Now, the only thing left to figure out is exactly how lazy can we be? Let the max size of pending list be L.

  • Cost of being lazy = O(L) per range query.
  • Cost of not-being-lazy = O(N) computation time. Happens once per L updates.

One can work out the math to see that the optimal size of L = √N. which will get the amortized cost of solving the range sum queries problem in O(N * √N).

Extending Laziness

What have we really achieved? A simple to code & understand lazy solution which can solve a few problems otherwise solvable by BITs, Segment trees or SQRT decomposition?

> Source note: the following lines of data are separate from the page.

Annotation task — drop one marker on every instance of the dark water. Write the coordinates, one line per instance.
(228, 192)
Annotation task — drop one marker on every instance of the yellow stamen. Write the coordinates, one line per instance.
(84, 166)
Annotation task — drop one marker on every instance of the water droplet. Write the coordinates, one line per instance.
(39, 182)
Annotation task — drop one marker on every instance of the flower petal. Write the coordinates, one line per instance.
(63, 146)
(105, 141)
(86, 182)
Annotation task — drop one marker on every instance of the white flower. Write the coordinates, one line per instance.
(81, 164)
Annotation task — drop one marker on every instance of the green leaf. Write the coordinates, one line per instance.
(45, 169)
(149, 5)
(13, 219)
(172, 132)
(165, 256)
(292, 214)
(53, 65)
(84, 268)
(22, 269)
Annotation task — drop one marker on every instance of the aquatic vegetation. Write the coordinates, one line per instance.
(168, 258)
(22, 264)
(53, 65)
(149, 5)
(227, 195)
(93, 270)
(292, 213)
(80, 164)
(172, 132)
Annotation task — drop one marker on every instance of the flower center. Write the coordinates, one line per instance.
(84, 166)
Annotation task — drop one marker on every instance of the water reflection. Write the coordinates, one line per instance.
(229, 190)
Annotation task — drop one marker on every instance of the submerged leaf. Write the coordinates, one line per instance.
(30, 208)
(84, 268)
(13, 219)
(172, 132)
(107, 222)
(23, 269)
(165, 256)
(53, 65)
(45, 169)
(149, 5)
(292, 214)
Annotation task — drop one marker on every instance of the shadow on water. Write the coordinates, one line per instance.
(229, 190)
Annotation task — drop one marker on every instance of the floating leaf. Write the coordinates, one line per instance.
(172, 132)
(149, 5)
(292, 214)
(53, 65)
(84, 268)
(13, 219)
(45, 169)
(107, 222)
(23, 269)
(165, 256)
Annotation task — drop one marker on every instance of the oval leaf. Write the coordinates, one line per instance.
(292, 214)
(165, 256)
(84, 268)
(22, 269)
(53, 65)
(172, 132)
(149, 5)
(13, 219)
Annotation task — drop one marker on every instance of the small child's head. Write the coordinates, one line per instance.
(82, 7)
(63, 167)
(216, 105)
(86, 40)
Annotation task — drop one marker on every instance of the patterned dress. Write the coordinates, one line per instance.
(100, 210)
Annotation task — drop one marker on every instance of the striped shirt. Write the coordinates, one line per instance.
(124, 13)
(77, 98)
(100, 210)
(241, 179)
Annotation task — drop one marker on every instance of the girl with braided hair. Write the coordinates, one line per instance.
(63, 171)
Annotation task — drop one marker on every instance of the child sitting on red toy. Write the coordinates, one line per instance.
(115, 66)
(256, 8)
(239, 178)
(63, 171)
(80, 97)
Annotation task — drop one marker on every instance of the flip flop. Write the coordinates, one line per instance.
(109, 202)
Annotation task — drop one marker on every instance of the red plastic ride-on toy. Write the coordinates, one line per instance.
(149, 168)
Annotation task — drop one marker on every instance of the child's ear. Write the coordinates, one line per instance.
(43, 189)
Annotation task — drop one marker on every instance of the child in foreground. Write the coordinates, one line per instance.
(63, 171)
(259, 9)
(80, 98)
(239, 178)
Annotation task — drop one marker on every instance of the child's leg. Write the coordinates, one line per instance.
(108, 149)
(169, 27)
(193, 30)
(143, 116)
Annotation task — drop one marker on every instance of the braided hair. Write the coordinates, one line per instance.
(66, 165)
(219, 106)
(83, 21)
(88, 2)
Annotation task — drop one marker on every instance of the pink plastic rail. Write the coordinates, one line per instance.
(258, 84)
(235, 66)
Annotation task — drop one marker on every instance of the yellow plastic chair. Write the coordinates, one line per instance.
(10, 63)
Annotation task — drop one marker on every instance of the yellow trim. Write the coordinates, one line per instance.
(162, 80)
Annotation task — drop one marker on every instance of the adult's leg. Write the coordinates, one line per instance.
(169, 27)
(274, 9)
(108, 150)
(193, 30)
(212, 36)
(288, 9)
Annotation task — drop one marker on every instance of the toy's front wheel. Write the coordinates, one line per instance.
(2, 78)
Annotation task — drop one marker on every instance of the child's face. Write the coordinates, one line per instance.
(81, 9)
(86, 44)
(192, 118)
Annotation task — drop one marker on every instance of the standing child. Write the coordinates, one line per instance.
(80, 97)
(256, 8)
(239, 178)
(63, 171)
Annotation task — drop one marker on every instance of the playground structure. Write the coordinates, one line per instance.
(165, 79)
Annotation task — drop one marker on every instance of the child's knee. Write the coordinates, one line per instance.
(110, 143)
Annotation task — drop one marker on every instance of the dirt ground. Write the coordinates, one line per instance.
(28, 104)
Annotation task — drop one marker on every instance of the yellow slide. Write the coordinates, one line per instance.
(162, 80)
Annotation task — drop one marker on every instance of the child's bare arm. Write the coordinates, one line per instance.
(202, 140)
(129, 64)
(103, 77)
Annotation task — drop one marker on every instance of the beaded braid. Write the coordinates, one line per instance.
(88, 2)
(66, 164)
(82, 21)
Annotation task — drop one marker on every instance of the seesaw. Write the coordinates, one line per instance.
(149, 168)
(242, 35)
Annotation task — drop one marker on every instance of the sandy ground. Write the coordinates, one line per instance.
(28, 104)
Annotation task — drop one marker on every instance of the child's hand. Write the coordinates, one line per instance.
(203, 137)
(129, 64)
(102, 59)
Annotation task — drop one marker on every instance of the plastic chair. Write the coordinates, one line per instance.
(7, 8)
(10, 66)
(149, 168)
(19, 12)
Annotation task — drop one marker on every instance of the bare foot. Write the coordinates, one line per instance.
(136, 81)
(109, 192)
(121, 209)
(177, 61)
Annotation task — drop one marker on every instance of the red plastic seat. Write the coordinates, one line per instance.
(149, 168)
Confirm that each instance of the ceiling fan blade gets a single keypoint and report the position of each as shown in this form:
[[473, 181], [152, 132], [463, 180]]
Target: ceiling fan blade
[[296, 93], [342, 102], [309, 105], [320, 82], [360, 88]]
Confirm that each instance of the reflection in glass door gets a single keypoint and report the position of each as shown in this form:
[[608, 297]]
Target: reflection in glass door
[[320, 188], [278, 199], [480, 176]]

In order to truly appreciate laziness; we need to go further than the list of problems which have been already posed in programming contests. Here is one such problem which I have never seen in contests & it kicks asses of BITs & Segment Trees.

N queries need to be answered in order. The queries are of the following types:

-> newScore(score): New score is published. 
-> rmScore(score): An old score is removed.
-> getRank(score): Get rank of a given score.


> N ~ 3 x 10^4. 
> score: Integer. There shall not be duplicate published scores.
> Permissible Time Limit: O(N * √(N * log N)) 
The new problem
Can u augment the laziness approach to solve it? Can u solve it a new creative way which beats the lazy approach? Please let me know.